Kotter’s change management approach talks about a sense of urgency for change. I think this is important for an organization to adopt Working Out Loud. When you talk to Bosch who have had success with Working Out Loud, they have a clear rationale for adopting it. They want to be a connected and agile company in order to be able to give the best answer to their customers. Collaboration and Working Out Loud are obvious ways to realize these goals.

 

Many organizations don’t feel threatened yet because they haven’t realized the change going on. Maybe their view is still too internally focused to see what is shaking up our business context. It’s all about speed, customer centricity and digital. It’s about blurring boundaries between organizations. It’s about collaboration with peers and other organizations in learning eco-systems. It’s about social enabling digitization.

 

Why do you advocate Working Out Loud as a essential practice of a digital workforce?

 

Dion Hinchcliffe has spoken about Working Out Loud as one of the key skills in a digital workforce. The mindset and soft skills of digital working are important.
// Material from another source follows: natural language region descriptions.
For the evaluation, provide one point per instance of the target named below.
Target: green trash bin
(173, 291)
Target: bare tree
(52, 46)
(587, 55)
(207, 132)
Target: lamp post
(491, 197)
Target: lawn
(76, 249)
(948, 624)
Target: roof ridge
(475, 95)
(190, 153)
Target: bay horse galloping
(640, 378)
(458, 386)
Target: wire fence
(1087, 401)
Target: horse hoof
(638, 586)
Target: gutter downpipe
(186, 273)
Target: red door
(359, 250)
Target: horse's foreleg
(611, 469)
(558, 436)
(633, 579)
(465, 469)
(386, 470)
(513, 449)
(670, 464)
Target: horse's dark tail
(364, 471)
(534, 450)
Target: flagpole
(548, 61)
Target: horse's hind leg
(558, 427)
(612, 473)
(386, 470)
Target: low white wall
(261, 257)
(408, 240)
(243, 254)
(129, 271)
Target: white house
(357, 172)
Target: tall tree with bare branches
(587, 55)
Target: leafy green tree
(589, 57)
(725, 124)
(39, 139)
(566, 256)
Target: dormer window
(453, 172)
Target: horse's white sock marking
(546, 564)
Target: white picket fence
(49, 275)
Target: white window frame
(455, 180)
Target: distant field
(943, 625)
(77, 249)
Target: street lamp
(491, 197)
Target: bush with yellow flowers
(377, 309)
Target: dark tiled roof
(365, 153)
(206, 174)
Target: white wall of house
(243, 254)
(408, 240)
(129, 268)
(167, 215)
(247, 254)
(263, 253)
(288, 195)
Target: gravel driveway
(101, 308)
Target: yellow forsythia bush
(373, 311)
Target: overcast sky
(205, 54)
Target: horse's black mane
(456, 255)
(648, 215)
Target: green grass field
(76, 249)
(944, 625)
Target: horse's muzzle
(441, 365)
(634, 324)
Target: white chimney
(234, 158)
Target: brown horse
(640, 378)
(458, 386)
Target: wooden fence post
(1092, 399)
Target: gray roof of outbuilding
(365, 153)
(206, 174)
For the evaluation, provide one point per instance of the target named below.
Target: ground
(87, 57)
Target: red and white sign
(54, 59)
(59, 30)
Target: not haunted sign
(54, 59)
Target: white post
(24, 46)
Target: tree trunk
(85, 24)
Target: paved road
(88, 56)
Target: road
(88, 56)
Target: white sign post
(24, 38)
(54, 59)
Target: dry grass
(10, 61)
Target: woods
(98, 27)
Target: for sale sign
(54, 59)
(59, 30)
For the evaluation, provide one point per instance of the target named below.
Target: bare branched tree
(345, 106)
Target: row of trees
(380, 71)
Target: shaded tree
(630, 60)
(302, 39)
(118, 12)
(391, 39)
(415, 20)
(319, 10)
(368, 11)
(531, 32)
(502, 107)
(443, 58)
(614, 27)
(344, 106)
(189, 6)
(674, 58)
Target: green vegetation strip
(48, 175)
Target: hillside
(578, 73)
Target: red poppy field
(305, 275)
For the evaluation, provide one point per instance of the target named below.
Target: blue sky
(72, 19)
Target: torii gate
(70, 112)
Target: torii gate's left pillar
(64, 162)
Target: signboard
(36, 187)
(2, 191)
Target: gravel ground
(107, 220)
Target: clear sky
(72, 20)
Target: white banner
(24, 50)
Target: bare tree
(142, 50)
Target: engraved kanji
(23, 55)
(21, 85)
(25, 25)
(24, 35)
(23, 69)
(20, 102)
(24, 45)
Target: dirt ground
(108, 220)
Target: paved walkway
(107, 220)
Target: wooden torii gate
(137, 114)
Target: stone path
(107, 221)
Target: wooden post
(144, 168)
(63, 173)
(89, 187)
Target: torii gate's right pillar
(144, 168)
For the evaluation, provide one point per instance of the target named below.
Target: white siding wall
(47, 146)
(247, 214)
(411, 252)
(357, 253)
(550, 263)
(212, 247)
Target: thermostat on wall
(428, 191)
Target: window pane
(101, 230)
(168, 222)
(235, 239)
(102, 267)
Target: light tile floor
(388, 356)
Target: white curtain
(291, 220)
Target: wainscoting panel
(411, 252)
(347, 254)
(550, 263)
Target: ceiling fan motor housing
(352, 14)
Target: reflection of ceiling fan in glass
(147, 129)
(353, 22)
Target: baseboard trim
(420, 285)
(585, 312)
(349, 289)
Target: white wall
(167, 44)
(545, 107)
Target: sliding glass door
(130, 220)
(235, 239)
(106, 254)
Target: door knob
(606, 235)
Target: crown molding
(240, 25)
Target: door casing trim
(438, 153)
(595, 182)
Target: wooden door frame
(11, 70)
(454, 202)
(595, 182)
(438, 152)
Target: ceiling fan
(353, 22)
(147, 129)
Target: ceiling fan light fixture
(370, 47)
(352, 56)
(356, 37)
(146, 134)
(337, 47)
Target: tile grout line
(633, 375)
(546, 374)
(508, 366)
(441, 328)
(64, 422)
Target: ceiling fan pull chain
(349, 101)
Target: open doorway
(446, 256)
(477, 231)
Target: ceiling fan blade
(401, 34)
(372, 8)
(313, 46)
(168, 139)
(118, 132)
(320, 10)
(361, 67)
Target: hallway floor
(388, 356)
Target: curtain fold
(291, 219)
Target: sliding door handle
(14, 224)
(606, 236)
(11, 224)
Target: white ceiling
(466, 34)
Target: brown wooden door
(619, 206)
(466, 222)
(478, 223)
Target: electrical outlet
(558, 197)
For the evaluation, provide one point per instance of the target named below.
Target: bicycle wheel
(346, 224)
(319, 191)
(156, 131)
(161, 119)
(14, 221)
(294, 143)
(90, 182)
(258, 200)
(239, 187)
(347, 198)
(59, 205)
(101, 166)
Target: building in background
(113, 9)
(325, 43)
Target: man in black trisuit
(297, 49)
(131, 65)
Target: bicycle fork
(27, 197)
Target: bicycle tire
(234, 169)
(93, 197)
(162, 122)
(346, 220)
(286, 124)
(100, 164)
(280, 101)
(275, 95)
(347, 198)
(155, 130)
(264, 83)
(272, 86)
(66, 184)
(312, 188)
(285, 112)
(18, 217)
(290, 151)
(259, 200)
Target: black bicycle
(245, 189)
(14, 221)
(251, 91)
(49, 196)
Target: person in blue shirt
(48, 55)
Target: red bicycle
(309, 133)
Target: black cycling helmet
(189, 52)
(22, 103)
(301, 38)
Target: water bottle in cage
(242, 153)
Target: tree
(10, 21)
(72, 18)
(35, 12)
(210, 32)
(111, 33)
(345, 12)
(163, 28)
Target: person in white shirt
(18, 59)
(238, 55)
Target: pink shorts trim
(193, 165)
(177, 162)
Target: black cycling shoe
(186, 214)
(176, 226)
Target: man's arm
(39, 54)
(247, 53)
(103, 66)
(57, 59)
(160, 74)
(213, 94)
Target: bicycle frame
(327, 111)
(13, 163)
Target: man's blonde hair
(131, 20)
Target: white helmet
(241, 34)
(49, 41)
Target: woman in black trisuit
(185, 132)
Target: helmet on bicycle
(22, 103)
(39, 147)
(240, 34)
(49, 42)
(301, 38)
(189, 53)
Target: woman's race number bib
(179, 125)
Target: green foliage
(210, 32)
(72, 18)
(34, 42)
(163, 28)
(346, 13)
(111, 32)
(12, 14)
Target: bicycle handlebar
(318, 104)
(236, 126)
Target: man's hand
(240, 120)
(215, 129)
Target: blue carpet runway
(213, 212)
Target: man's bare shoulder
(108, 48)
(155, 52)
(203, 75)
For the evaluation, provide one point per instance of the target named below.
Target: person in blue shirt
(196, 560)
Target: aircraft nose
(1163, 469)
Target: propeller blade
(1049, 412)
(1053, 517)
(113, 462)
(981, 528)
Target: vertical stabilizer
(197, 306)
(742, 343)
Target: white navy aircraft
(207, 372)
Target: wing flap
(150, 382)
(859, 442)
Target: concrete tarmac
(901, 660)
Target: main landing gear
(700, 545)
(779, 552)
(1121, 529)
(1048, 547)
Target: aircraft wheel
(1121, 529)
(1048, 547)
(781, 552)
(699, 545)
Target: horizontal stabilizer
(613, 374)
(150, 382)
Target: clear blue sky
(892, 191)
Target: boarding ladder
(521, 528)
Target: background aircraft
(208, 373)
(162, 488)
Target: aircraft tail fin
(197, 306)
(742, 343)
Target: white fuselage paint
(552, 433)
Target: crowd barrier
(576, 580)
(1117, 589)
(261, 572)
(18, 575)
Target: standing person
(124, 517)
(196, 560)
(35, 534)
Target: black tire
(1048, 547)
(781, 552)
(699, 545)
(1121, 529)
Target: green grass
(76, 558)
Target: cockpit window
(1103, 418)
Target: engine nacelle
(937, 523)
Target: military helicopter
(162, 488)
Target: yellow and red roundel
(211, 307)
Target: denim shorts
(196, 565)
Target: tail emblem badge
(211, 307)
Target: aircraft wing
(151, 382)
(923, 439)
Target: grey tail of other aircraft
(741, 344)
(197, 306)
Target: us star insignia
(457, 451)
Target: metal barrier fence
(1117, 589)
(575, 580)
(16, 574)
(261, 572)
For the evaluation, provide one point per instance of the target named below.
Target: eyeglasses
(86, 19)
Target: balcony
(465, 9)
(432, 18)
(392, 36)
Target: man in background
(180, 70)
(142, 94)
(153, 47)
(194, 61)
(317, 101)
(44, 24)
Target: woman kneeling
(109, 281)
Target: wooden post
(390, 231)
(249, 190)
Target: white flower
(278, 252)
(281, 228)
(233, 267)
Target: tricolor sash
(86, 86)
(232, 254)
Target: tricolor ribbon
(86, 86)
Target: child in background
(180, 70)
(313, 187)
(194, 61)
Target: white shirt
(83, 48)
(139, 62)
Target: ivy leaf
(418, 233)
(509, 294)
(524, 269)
Working Out Loud supports these:

  • Being a reflective practitioner: Making the time to reflect on work is a crucial skill for today’s digital workforce and it need not feel like an activity on top of everything else.
  • Digital identity: Working Out Loud helps people shape their identity online and making it meaningful to their work.
  • Practicing feedback: as we have discussed Working Out Loud encourages more engagement with feedback.
  • Agile Learner: Working Out Loud helps people to be more eager to develop, to take a self-managing approach to their learning
  • Playful attitude towards technology: Working Out Loud encourages people to use social media and social technologies. And thus to take advantage of the fun and the empowerment of the digital workplace.